По мере приближения моего оргазма она начинает писать намного быстрее. Мы словно в середине важной гонки, которая будет иметь значительные последствия. Внезапно меня переполняет отчаяние. Я знаю, что мне нужно побороть ее, прежде чем она сможет завершить свои заклинания и пробудить какую-то иную форму страха.

Я яростно кончаю ей в рот – в то, что может быть ее ртом, – но она больше не пользуется языком в моих целях. Только в своих. Говорит со мной или с кем-то еще, с чем-то еще, что приближается сквозь огромный густой лес, окружающий парковку. Она повторяет ключевые фразы – имена, условия, мольбы, требования – и продолжает давать новые обещания.

Изречения на моей плоти зажглись, и в пикапе стало светлее. Ее лицо остается в тени; оно спрятано в черноте, у которой всегда острые зубы. Деревья гнутся на ветру, их листья сворачиваются и скукоживаются от обжигающего зловонного дыхания.

Я приближаю ее лицо, выставляя бедра вперед и надеясь таким образом помешать ей писать, но она училась и тренировалась слишком долго, чтобы моя уловка сработала. У нее отличная дисциплина.

Так что я издаю всхрап и с силой хватаюсь за ее холодные жесткие волосы. Моя сперма течет ей в горло, если оно вообще у нее есть и если рот и руки связаны с чем-то определенным. Когти сжимаются на моих бедрах – это была суровая гонка, но я победил и сумел избежать очередной ловушки.

Чье-то тяжелое присутствие отступает в кустарник. Она продолжает сосать, пока мой пот не высыхает, кожа не становится холоднее, а член опять не твердеет.
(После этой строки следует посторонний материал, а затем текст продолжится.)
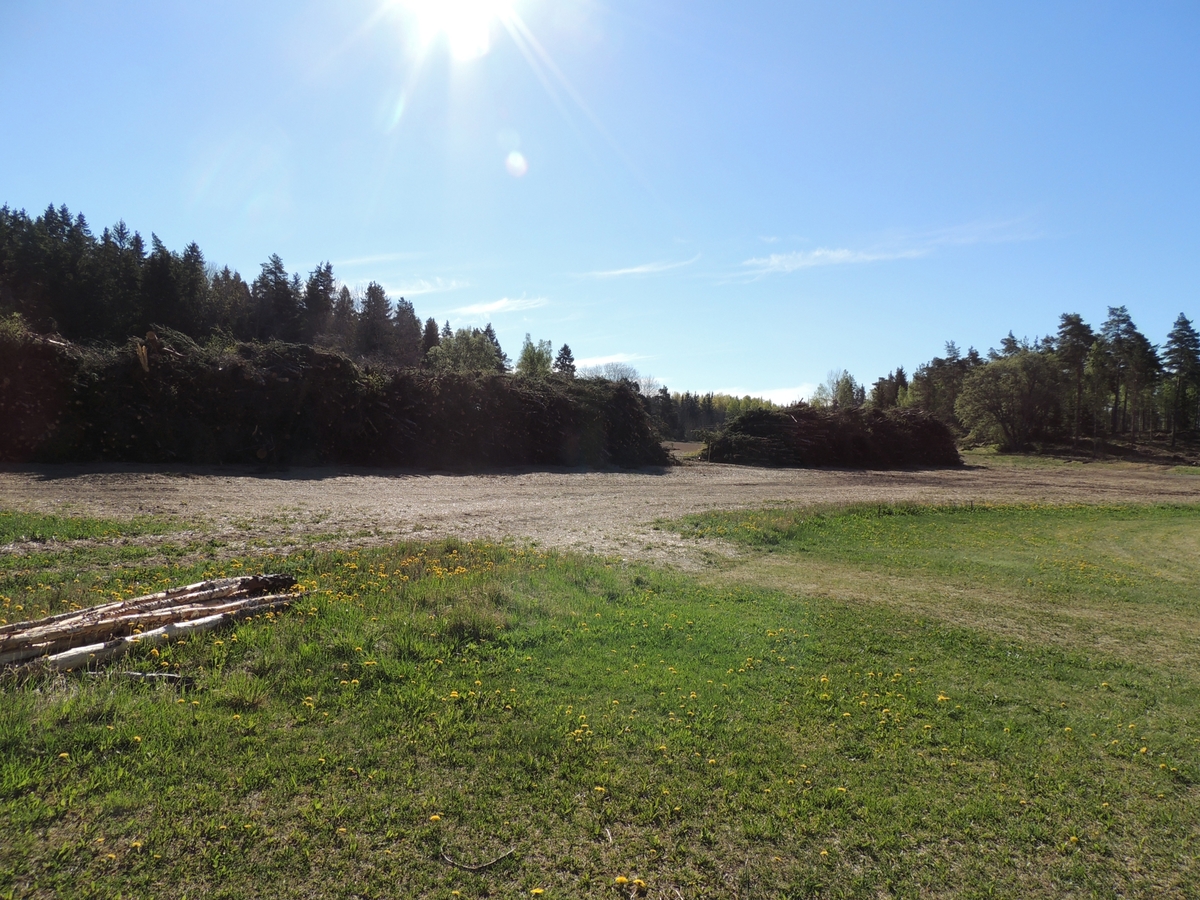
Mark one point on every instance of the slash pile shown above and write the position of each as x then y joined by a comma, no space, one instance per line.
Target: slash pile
87,637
Мы продолжаем – на этот раз, вероятно, с другими последствиями.

Третья глава

ДРАБС НАДЕЛ ОДЕЖДУ, и мы пьем кофе у него на кухне. Сейчас с ним все в порядке, он – земной человек, у которого есть всего один язык. На какое-то время он оставил Бога или, может, Бог покинул его. Может, Христос наконец сжалился над ним. Драбс поднимает уровень сахара, насыпая чайную ложку с горкой в слегка терпкий горячий кофе.

В утреннем свете, падающем на его плечо, черная кожа, украшенная бусами, сияет чистотой. Он одновременно и хочет, и не хочет говорить о Мэгги – так мы разрываемся с девяти лет. Я привык и даже отношусь к этому спокойно, а он – нет, и никогда не сможет. О пустой болтовне не может быть и речи: перед нами слишком много тяжелых и мучительных проблем, чтобы найти легкую тему для разговора.

Я знаю, что, если спрошу его о чокнутом, навлеку гнев Господень на одного из нас. Пытаюсь использовать возможность, но он хочет поделиться чем-то другим.

– Сегодня нашли ребенка, в болотных дебрях.

Сердце у меня внезапно сжимается до боли.

– Как долго он там пробыл?

– Только не «он». Нашли девочку. Шесть лет или около того – семь-восемь.

– Ты ее видел?

– Нет, только слышал о ней.

– Кто ее нашел?

– Мать Доди, эта Вельма Кутс. Представь, если можешь. – Я могу и не мешаю ему продолжать со злой улыбкой. – Так вот, представь, приходит туда наша колдунья в поисках корешков, ягод и насекомых для всяких тайных целей. Покрыта грязью по самое не балуй, в руках у нее болотный мох и змеиная кожа, и вот она находит ребенка, лежащего на плоском камне.

Мое сердце готово вырваться из груди, бьется так сильно, что я чувствую вибрацию аж на коренных зубах.

– Это было у плоского камня?

– Я же сказал.

Силы и замыслы сближаются. Я чувствую, что должен бы прийти к пониманию, но до сих пор не достиг ясности.

В свое время мы с Драбсом наткнулись на плоский камень, как почти все дети, хотя не все из нас говорили о нем или хотя бы вернулись к нему снова. Это был камень в виде плиты – может, святыня или жертвенник, поставленный столетия назад. По всей длине плиты шли желобки, служившие для того, чтобы сливать очищающие масла и кровь. Некоторые горожане считали, что камень надо уничтожить, разбить на кусочки, а пыль смешать с солью и развеять по болотам. Другие, как мой отец, полагали, что его следует перевезти, но сохранить, изучать в университете и считать археологической достопримечательностью, заслуживающей определенного внимания.